Tattoo artist Bob Shaw stated that in middle of the 20th century, himself, as well as many other tattoo artists, used to tattoo the pink marks on dogs' noses to make them appear completely black for either aesthetic reasons, or to avoid sunburn. Shaw reported that many of his friends that were performing these types of tattoos had black marks on their hands, from the dogs jumping from pain. These tattoo procedures were performed at the veterinary clinic, and dogs were administered a small amount of anaesthetic to avoid great pain.

Wim Delvoye has an artistic and conceptual practice involving the tattooing of live pigs, which he began in 1997. Delvoye is known for tattooing 'pop culture' symbols directly onto live pigs, which he then exhibits them in galleries or on his Art Farm. This has provoked debate about the morality of this art form.

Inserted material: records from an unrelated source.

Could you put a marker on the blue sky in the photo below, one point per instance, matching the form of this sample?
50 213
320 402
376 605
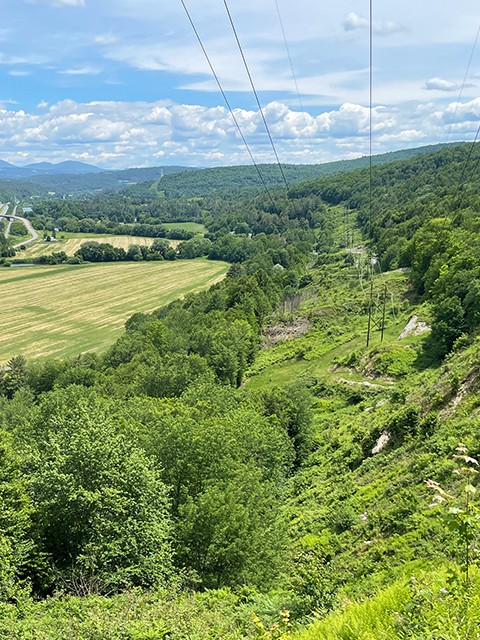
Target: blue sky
121 83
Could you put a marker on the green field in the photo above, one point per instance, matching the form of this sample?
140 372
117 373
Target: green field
65 310
199 229
72 242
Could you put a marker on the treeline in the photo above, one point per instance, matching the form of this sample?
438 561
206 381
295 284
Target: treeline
424 216
142 465
110 213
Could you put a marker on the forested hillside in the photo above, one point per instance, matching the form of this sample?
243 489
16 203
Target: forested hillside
246 462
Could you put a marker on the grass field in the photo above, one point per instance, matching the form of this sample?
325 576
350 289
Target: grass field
72 244
199 229
65 310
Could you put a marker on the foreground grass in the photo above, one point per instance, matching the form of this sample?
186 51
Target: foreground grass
130 616
60 311
424 607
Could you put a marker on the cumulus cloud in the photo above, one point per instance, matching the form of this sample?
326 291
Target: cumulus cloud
18 73
355 22
120 134
440 84
105 39
60 3
80 71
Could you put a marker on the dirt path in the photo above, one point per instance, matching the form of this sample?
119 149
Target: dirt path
12 217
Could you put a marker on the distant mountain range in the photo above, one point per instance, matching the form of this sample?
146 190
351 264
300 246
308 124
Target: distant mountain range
10 171
79 178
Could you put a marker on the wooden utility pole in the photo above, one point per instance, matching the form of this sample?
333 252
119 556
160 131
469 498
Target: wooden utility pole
383 311
370 304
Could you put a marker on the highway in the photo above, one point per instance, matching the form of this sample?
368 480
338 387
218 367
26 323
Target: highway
27 223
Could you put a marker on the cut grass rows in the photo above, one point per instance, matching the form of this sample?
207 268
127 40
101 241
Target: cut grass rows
62 311
70 245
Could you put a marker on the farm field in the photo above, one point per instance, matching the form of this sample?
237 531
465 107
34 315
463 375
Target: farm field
199 229
60 311
72 244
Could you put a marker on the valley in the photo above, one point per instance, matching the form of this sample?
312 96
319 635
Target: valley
262 448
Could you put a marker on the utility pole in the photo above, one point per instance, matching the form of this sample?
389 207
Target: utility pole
383 312
370 304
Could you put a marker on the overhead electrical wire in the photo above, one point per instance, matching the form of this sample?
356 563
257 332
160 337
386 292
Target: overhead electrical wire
287 48
232 24
464 82
227 102
370 116
462 181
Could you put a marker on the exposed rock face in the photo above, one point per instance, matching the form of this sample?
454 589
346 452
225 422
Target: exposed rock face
414 327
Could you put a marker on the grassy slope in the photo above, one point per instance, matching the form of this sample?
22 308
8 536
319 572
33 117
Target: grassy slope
363 522
65 310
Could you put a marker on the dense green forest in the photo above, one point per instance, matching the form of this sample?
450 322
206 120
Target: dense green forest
179 182
244 463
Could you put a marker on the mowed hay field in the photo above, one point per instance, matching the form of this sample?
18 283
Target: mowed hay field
70 245
58 311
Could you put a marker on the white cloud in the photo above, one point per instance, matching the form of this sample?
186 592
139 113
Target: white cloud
439 84
355 22
120 134
18 73
105 39
60 3
81 71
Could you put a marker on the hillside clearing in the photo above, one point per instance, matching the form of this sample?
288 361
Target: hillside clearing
62 311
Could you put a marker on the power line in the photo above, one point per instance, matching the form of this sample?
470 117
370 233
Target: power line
461 182
463 83
370 91
254 91
227 102
295 79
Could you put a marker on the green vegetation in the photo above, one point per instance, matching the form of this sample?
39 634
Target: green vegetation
276 456
66 310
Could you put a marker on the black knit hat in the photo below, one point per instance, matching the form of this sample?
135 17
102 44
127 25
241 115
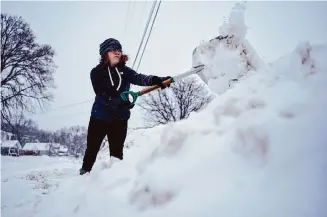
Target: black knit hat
108 45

Unnecessary animal tattoos bring up concerns about animal cruelty. An example of tattooing animals for decorative means occurred in Detroit in 2007, where at least seven pet shops in the metro area sold tattooed Parrot Cichlid fish for Valentine's Day. These fish were tattooed with pink lips and the text 'I (heart) U' on their bodies. An injection or a laser was used on the fish in order to imprint a permanent design. This was therefore administered purely for aesthetic means, which provoked disappointment from animal rights activists.